How to run a regression using Hugging Face — An example with financial news to predict stock returns

Do you have a dataset with text and numerical labels?
The common approach is to discretize the numerical labels into categories, and then run a text classification task, following the standard Hugging Face tutorials.
But what if you want your model to predict the exact numerical value instead of a category?
In other words: you have a text as input and a number as the label, and you want the model to learn how to map the text directly to that number.
This article shows you how to do exactly that — run a regression with Hugging Face.
Step 1: Load the dataset
First, we need a dataset containing both text and numerical labels. For this tutorial, I’ll use a dataset I created from CNBC news. Each entry contains the reason behind a stock price variation and the corresponding numeric change. I processed the dataset to capture the causes behind specific stock movements.
You can download it manually from my Hugging Face page or load it directly with the datasets library:
from datasets import load_dataset
dataset = load_dataset("SelmaNajih001/FinancialClassification")
print(dataset)
Step 2: Filter the dataset
For training, we only need the text and the numerical label. We cannot simply run a regression on the entire dataset without filtering for a specific stock, because different stocks move for different reasons.
For example:
- An interest rate hike affects growth and value stocks differently.
- Supply chain issues may impact Tesla but not a financial institution.
Thus, it’s important to train the model on a subset focusing on a single stock. Here, I’ll filter the dataset for Tesla-related news and remove extreme outliers in price variation:
from datasets import DatasetDict
def clean_dataset(ds):
# Keep only relevant columns
ds = ds.select_columns(["Reasons", "PriceVariation", "Stock", "explanation_summary"])
# Filter out extreme price variations
ds = ds.filter(lambda x: -5 < x["PriceVariation"] < 5)
# Keep only Tesla-related rows (case-insensitive)
ds = ds.filter(lambda x: "tesla" in x["Stock"].lower())
return ds
cleaned_dataset = DatasetDict({
split: clean_dataset(ds)
for split, ds in dataset.items()
})
# Keep only text and label columns
cleaned_dataset = cleaned_dataset.select_columns(["Reasons", "PriceVariation"])
print(cleaned_dataset)
Step 3: Prepare the dataset for training
Rename columns to match Hugging Face conventions (text for input, labels for regression targets):
cleaned_dataset = cleaned_dataset.rename_column("Reasons", "text")
cleaned_dataset = cleaned_dataset.rename_column("PriceVariation", "labels")
Tokenization
We’ll use the allenai/longformer-base-4096 tokenizer to handle long news texts:
from transformers import AutoTokenizer
tokenizer = AutoTokenizer.from_pretrained("allenai/longformer-base-4096")
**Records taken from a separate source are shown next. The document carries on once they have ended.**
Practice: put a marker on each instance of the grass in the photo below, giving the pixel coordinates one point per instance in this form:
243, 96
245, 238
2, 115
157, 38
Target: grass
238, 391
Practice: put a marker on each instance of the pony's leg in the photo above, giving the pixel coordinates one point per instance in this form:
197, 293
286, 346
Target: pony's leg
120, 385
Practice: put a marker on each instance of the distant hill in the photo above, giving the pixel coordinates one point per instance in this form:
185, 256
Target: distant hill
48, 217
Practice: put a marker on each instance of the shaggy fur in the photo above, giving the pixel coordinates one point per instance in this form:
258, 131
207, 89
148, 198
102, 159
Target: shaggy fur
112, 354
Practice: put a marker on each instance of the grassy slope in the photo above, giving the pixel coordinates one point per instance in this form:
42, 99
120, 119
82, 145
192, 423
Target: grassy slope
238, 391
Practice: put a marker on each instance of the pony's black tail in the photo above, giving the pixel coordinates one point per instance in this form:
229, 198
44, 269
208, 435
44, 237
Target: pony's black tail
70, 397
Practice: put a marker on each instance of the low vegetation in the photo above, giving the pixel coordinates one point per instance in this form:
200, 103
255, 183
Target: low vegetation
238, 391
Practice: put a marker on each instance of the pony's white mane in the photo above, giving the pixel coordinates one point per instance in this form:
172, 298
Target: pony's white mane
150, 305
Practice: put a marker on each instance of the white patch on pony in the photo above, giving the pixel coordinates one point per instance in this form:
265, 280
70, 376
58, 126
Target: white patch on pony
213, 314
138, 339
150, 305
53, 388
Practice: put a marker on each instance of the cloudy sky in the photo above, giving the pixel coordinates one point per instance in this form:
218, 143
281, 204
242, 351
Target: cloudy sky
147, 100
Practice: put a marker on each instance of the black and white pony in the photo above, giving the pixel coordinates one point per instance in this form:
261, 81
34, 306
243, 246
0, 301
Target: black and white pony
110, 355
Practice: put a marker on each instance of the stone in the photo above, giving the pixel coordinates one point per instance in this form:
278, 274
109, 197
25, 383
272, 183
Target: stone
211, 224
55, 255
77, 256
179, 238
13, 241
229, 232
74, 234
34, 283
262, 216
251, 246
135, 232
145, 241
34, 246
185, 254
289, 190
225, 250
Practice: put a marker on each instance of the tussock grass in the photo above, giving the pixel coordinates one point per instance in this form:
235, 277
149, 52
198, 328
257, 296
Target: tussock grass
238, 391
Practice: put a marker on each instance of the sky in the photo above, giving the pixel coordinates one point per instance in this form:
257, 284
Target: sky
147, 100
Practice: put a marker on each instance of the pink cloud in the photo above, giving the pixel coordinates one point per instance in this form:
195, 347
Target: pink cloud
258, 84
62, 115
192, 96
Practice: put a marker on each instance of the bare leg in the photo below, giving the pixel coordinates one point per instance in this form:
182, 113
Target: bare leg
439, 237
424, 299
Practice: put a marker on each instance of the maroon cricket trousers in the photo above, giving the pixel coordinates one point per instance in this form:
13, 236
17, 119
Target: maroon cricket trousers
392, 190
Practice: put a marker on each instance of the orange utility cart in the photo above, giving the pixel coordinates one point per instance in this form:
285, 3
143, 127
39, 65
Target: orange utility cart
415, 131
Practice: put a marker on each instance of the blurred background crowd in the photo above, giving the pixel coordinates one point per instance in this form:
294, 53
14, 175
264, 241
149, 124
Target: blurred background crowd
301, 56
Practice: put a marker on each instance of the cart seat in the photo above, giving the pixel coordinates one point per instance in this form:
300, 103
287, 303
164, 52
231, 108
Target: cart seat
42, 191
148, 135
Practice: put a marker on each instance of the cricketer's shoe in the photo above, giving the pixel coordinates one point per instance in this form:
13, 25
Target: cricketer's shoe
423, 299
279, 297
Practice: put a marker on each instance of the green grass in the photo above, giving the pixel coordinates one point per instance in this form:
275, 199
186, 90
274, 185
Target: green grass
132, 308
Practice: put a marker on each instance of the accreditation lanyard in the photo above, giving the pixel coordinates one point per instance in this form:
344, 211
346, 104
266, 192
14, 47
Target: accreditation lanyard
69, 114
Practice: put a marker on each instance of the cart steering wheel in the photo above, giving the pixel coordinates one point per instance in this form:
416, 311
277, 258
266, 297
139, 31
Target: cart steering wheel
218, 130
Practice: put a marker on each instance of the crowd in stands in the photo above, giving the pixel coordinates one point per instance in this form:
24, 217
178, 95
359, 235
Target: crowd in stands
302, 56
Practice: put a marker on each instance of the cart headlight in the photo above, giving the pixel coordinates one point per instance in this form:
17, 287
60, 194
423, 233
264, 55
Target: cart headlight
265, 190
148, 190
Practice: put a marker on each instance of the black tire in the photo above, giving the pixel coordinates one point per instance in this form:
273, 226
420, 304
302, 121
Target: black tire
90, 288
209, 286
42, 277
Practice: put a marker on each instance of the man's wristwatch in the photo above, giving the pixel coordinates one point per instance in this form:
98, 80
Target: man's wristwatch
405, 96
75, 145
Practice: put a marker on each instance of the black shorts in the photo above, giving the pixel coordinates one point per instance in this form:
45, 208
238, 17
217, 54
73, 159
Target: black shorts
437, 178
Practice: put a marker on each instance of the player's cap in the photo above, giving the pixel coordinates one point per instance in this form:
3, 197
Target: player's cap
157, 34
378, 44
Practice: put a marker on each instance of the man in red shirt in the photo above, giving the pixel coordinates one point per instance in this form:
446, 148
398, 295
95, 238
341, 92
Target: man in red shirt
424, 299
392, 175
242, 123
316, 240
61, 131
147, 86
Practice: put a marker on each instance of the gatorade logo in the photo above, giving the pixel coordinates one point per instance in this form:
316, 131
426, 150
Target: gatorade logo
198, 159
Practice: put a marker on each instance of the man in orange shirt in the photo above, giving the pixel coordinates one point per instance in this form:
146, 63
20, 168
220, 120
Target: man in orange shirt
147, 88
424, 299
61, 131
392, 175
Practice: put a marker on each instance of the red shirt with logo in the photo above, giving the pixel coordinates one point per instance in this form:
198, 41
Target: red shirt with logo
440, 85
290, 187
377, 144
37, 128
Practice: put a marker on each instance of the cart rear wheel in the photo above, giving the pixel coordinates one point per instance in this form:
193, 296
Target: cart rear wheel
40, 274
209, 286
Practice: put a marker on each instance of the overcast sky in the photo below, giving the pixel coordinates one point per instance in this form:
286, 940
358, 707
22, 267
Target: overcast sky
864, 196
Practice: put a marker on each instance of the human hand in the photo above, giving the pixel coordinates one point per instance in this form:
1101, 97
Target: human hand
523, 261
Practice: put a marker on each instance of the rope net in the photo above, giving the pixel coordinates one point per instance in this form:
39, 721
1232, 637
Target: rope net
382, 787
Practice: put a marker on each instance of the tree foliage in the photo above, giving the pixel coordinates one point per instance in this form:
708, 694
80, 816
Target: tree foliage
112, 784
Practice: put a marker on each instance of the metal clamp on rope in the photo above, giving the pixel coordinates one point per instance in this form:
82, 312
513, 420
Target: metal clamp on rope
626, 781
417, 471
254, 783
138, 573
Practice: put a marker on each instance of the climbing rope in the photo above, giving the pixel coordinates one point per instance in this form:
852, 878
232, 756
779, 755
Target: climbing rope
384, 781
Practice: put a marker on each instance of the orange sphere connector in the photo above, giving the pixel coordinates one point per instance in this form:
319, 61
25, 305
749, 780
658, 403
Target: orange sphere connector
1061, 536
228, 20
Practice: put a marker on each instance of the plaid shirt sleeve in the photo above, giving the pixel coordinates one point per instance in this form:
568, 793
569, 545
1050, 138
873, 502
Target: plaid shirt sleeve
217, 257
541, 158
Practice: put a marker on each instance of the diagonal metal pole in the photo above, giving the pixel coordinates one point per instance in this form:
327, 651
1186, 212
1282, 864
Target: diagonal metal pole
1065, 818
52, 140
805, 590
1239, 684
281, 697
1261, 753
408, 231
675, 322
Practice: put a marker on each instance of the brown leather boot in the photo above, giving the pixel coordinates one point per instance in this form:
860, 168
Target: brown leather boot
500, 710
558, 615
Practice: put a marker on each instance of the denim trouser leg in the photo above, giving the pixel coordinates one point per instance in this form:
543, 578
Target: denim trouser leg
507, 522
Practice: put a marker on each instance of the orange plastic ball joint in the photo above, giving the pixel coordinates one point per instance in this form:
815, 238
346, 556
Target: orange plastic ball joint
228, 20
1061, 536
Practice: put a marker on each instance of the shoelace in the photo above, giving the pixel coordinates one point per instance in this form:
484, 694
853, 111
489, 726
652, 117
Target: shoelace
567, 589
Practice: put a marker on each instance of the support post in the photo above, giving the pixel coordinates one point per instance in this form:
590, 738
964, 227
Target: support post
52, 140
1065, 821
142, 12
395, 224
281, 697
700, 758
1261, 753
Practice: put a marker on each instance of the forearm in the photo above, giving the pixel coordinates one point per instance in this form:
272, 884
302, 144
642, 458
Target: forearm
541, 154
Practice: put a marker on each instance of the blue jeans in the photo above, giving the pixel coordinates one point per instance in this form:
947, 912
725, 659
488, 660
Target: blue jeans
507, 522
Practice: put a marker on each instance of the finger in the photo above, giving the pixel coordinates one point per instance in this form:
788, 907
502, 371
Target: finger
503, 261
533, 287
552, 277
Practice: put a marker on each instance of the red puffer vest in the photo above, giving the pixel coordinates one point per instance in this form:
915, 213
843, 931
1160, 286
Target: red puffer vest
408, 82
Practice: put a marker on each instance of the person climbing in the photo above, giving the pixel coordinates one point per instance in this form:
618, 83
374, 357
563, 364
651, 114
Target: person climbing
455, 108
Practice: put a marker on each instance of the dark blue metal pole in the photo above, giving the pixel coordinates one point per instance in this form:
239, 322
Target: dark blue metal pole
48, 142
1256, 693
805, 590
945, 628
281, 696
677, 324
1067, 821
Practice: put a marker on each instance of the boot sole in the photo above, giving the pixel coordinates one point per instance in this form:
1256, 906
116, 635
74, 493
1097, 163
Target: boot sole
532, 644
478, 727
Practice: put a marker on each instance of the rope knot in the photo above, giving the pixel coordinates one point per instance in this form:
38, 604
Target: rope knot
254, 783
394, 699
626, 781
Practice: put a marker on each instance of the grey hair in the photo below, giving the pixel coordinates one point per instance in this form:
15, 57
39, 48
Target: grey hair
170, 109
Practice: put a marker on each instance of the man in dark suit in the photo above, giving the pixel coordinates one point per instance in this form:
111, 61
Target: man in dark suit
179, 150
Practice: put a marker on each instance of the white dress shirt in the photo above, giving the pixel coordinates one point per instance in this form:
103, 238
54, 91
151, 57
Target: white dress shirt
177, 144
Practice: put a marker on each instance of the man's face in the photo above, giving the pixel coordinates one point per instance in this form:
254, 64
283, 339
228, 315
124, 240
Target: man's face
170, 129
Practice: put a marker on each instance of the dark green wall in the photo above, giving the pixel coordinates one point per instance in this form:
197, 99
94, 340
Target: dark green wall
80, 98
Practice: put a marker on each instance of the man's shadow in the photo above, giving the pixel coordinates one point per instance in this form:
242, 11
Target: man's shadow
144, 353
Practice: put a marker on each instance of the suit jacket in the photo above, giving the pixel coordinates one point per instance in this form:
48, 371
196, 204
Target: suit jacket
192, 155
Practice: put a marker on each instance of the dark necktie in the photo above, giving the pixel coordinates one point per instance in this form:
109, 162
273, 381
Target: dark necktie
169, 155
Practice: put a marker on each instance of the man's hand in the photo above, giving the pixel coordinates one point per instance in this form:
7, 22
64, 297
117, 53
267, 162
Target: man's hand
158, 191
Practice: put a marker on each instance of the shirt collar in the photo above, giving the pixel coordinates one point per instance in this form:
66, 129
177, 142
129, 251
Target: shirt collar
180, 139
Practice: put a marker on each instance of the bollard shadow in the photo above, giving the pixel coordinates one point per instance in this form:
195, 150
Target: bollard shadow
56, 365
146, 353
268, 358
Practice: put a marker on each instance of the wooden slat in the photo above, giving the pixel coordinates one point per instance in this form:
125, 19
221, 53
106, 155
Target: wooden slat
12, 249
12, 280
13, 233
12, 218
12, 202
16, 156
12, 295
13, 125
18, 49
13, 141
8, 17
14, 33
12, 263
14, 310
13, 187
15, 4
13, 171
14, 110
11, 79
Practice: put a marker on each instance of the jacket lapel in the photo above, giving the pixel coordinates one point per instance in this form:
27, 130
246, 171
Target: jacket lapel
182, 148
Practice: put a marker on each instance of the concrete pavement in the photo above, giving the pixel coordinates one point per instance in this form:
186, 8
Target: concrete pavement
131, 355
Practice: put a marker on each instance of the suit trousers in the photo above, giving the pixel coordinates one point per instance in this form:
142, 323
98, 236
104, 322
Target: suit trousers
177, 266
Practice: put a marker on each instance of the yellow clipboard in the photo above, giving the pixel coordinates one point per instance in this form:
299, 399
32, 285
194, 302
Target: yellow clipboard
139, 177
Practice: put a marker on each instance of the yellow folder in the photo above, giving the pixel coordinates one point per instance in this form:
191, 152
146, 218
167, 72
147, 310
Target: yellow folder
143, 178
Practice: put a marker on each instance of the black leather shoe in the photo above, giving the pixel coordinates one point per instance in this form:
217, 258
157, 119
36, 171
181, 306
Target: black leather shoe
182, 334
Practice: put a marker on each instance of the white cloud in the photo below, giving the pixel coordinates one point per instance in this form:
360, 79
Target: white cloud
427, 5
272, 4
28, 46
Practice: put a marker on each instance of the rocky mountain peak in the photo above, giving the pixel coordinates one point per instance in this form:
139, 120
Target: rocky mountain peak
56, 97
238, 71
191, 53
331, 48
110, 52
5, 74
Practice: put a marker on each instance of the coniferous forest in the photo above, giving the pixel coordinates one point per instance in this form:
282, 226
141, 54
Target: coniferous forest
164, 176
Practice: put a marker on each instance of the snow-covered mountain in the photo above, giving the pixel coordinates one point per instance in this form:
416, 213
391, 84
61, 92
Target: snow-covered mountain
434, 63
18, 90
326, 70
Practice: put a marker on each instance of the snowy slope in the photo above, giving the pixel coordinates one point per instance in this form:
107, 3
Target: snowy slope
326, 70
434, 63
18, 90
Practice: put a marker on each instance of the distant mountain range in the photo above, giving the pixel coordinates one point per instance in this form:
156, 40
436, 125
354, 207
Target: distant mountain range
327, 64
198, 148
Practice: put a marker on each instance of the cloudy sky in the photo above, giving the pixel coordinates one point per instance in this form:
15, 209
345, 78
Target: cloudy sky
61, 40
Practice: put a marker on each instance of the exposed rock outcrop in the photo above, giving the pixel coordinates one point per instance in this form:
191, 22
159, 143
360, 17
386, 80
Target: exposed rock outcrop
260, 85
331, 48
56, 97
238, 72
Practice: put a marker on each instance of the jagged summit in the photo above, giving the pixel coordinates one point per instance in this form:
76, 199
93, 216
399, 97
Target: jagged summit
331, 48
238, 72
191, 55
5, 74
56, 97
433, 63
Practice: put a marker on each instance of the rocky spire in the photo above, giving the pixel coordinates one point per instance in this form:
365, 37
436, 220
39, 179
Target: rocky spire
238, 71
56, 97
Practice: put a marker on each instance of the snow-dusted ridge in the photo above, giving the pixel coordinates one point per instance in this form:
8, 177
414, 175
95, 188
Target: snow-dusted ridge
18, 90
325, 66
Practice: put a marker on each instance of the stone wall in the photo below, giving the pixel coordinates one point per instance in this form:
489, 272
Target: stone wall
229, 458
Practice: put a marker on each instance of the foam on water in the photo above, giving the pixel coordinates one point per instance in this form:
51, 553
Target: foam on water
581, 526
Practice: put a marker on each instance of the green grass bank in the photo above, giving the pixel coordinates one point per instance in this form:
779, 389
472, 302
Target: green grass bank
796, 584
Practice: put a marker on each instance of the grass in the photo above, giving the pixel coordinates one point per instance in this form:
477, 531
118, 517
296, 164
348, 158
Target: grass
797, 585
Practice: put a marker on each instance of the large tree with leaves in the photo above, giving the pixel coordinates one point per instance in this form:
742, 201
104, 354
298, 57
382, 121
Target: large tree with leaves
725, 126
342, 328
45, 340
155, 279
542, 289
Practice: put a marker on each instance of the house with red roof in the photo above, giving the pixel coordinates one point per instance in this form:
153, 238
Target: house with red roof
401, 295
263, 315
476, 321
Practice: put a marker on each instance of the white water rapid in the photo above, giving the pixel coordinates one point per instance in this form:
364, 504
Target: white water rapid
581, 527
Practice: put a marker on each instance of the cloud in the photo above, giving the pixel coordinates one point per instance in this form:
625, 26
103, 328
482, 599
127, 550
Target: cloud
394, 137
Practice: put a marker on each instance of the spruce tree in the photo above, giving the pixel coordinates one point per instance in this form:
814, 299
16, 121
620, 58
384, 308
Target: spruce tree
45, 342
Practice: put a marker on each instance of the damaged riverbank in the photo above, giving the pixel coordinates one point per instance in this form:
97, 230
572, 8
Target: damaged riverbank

#You can increase the max_length
def preprocess_function(examples):
return tokenizer(examples["text"], padding="max_length", truncation=True, max_length=512)
tokenized_dataset = cleaned_dataset.map(preprocess_function, batched=True)
Step 4: Model setup
For regression, we configure AutoModelForSequenceClassification with problem_type=”regression” and num_labels=1:
from transformers import AutoModelForSequenceClassification, AutoConfig
config = AutoConfig.from_pretrained(
"allenai/longformer-base-4096",
num_labels=1,
problem_type="regression"
)
model = AutoModelForSequenceClassification.from_pretrained("allenai/longformer-base-4096", config=config)
Metrics
We’ll use RMSE to evaluate regression performance:
import numpy as np
from sklearn.metrics import mean_squared_error
def compute_metrics(eval_pred):
predictions, labels = eval_pred
rmse = np.sqrt(mean_squared_error(labels, predictions))
return {"rmse": rmse}
Step 5: Training
from transformers import TrainingArguments, Trainer
train_dataset = tokenized_dataset["train"]
eval_dataset = tokenized_dataset["test"]
training_args = TrainingArguments(
output_dir="model",
eval_strategy="epoch",
learning_rate=1e-5,
per_device_train_batch_size=8,
per_device_eval_batch_size=8,
num_train_epochs=6,
weight_decay=0.1,
report_to="none",
save_strategy="epoch",
logging_strategy="epoch",
logging_first_step=True
)
trainer = Trainer(
model=model,
args=training_args,
train_dataset=train_dataset,
eval_dataset=eval_dataset,
tokenizer=tokenizer,
compute_metrics=compute_metrics
)
trainer.train()
And that’s how you train a model for regression. I hope you find this tutorial useful.